Son los mismos chilenos que
aún no pueden ver "La Ultima Tentación de
Cristo", de Martin Scorsesse y, en su mayoría, son
hijos de una generación que aún recuerda, al hablar
con un español, el "destape" que se produjo
durante la transición española en el filo de los
ochenta.
El Parque Forestal, donde 4.000
cuerpos se rozaron con un respeto que asombró incluso
a los críticos, es el mismo donde las parejas equilibran
cada fin de semana el recorte que tuvo que hacerse en la la ley
de educación sexual.
PROTESTA
Muchos de quienes dejaron su
ropa en bolsas de plástico son parejas de hecho sin ningún
derecho social o hereditario y algunos miembros de una comunidad
homosexual que se lamenta incluso de persecución laboral.
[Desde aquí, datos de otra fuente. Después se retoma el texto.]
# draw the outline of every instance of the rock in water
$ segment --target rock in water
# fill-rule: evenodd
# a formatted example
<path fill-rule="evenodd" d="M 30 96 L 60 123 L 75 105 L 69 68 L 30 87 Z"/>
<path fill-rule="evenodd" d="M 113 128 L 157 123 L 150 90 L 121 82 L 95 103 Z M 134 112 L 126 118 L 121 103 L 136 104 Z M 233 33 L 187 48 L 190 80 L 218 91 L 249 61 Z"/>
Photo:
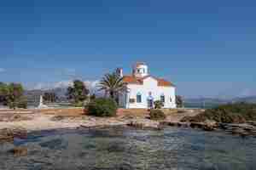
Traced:
<path fill-rule="evenodd" d="M 15 138 L 25 139 L 27 133 L 24 128 L 4 128 L 0 130 L 0 143 L 13 142 Z"/>
<path fill-rule="evenodd" d="M 10 150 L 15 156 L 24 156 L 27 155 L 27 148 L 26 147 L 15 147 Z"/>

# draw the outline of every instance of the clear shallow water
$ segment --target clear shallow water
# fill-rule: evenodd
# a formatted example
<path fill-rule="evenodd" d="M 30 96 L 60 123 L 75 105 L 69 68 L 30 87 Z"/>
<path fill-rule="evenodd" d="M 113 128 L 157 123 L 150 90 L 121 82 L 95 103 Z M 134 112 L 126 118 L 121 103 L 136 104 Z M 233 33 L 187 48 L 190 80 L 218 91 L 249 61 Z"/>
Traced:
<path fill-rule="evenodd" d="M 166 128 L 162 131 L 106 128 L 34 133 L 0 147 L 1 170 L 256 169 L 256 138 Z"/>

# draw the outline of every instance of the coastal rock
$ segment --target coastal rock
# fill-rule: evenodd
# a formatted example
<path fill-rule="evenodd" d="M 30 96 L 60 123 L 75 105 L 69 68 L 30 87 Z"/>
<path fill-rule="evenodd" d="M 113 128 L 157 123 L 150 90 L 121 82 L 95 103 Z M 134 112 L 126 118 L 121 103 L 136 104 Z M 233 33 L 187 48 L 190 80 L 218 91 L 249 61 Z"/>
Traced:
<path fill-rule="evenodd" d="M 26 130 L 20 128 L 4 128 L 0 130 L 0 142 L 13 142 L 15 138 L 26 138 Z"/>
<path fill-rule="evenodd" d="M 27 148 L 26 147 L 15 147 L 10 151 L 15 156 L 24 156 L 27 155 Z"/>
<path fill-rule="evenodd" d="M 140 128 L 140 129 L 144 128 L 144 124 L 142 122 L 131 122 L 127 123 L 127 126 L 133 127 L 135 128 Z"/>

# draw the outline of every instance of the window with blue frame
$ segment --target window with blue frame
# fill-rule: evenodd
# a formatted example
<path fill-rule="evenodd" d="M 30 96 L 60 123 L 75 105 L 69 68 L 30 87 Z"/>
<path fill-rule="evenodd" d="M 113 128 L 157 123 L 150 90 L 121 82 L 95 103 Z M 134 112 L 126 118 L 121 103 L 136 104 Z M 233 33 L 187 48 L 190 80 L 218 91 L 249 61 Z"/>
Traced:
<path fill-rule="evenodd" d="M 162 103 L 165 103 L 165 102 L 166 102 L 166 96 L 165 96 L 165 94 L 162 94 L 162 95 L 160 96 L 160 101 L 161 101 Z"/>
<path fill-rule="evenodd" d="M 142 103 L 142 100 L 143 100 L 143 99 L 142 99 L 141 93 L 137 93 L 137 103 Z"/>

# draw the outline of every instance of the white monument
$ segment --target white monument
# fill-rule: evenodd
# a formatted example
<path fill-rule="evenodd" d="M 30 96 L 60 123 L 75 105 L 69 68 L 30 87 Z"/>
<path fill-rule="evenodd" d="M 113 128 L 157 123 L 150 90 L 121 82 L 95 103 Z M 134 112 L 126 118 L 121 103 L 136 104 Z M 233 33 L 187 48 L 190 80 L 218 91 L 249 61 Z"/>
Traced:
<path fill-rule="evenodd" d="M 44 105 L 43 103 L 43 96 L 40 95 L 40 101 L 39 101 L 39 105 L 38 106 L 38 109 L 45 109 L 45 108 L 48 108 L 47 105 Z"/>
Son los mismos chilenos que
cada vez prestan menos atención al estado de salud del
senador Augusto Pinochet y, probablemente, la mayoría
pertenece al creciente porcentaje de los "no inscritos"
en un registro electoral que muchos interpretan como muestra
del desencanto por la velocidad de la transición social.
Doce años después
del fin de la dictadura chilena (1973-1990), la gran mayoría
de los "destapados" el domingo son la primera generación
de los chilenos vivos que conocieron la noche y que no recuerdan
el toque de queda que encerró en sus casas durante casi
dieciocho años a sus padres y hermanos mayores.
Son ciudadanos de un Chile
que en los últimos años no sólo se salva
de la sangría que afecta a las economías de la
región sino que obtiene de los organismos internacionales
la mejor calificación del riesgo y las mejores proyecciones
de inversión.
Los cuatro mil modelos nudistas,
desde la mujer que gritaba "soy abuela y bisabuela",
hasta la adolescente que no pudo participar por ser menor de
edad, tuvieron el domingo la sensación de participar en
un hito sociológico.
La excusa fue Spencer Tunick, que se mostró sorprendido
por la participación de los chilenos y que, sin pretenderlo,
se estrenó como fotógrafo político. EFE
"Quiero posar desnudo"
Gustavo González
"Si Buenos Aires logró
reunir a 450 personas, con 200 que lleguen a tomarse la foto
en Santiago estaría más que bien", dijo a
comienzos de este mes René Rojas, un fotógrafo
chileno colaborador de Tunick, promotor de centros nudistas y
naturalistas.
Esa cautela inicial se explica
por la supuesta pacatería de la sociedad chilena, que
ya no parece ser tan así a la luz de actos públicos
cada vez más frecuentes, que con fines artísticos
o de protesta recurren al desnudo.
"Baby Vamp", apodo
de Lucía Flores Catrileo, una modelo de 17 años,
se paseó este mes por diversos lugares del centro de Santiago
desafiando las bajas temperaturas invernales, "vestida"
sólo con largas botas negras de plataforma y su mochila
escolar.
La joven fue contratada por
Luizo Vega, un productor y artista visual argentino, quien defiende
estas "performances" como propuestas artísticas
ajenas a la pornografía o al morbo colectivo.
"Baby Vamp' provocó
una batalla judicial. El Servicio Nacional de Menores pidió
un pronunciamiento de los tribunales, un abogado conservador
demandó a Vega por ofensas a la moral y el productor argentino,
además de intercambiar querellas con Sabat, interpuso
un recurso de amparo en defensa de la libertad de creación.